Tags

, , , , , ,

I am currently reading ‘Being Mortal’ by Atul Gawande which is a book about ageing and mortality.

As humans age, we become more dependent on others for our daily activities such as showering, going to the toilet and even buying of food. This is because our body starts to fail, our bladders become weaker, our balance no longer as good as before and sometimes even our eyesight begins to falter. Thus, as we start to lose the ability to become independent, we are faced with the tough question of how do we ensure that the elderly continues to live well and safe.

In his book, Gawande shares the different ways the elderly are living the end of their lives as they slowly lose the ability to be independent. Some were sent to nursing homes while other decided to live independently till the end. However, some had a hard stance against being sent to nursing homes until they realised that they could no longer live on their own.

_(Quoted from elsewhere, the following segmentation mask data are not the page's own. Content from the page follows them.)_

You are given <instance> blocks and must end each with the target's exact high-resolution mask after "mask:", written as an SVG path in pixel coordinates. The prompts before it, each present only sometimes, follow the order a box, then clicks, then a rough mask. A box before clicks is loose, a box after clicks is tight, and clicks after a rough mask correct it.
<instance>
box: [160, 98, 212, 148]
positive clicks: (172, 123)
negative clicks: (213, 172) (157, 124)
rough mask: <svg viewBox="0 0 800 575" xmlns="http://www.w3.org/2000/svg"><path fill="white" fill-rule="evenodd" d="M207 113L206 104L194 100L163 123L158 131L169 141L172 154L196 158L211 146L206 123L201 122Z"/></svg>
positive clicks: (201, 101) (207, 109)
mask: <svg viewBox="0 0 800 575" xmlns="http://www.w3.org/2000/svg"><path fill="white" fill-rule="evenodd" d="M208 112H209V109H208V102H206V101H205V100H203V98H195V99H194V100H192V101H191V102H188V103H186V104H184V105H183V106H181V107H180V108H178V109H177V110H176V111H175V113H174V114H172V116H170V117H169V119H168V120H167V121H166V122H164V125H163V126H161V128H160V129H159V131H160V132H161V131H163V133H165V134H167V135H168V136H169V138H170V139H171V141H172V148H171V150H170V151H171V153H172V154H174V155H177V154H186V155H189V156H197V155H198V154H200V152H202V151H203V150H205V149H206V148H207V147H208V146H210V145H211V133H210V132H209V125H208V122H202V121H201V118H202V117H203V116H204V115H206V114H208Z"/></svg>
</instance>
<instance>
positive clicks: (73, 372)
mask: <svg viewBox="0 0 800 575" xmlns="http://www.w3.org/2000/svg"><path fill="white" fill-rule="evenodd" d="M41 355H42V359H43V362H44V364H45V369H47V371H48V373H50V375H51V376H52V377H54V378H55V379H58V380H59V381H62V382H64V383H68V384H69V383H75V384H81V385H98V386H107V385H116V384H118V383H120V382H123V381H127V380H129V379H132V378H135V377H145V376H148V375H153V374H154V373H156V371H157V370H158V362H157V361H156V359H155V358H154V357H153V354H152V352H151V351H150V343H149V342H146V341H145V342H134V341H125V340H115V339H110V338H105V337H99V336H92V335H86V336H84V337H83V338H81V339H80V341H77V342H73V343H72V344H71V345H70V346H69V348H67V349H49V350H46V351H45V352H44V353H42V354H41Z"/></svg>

So, this got me thinking, how would I want to spend the end of my life?

I guess, my life’s purpose then would be to live happily and be close to God. Definitely, I would want to live independently with my wife (whoever she may be) till the end. I would want to live peacefully in a small cottage somewhere away from the cities of the world. I would also want to take frequent walks, strengthen my relationships with people and read a lot. Though, there may be a time in my life where my organs will begin to fail, I would still want to live independently as much as possible (maybe hire a maid if it comes to it?) but I want people to respect my decision especially to my future children. I would not want some stranger telling me the way to live my life nor schedule my life for me. I would instead want to be as free as possible. Isn’t that how it should be for all?

I think, for now, that is how I want my end to be, quiet and peaceful, surrounded by my loved ones and recalling the stories of the past.

Now that I think about it, death is like a slow regression of life where it will end in a puff of smoke when we have reached a point of weakness that we can never recover from. Maybe this quote is true after all:

Old age is a continuous series of losses.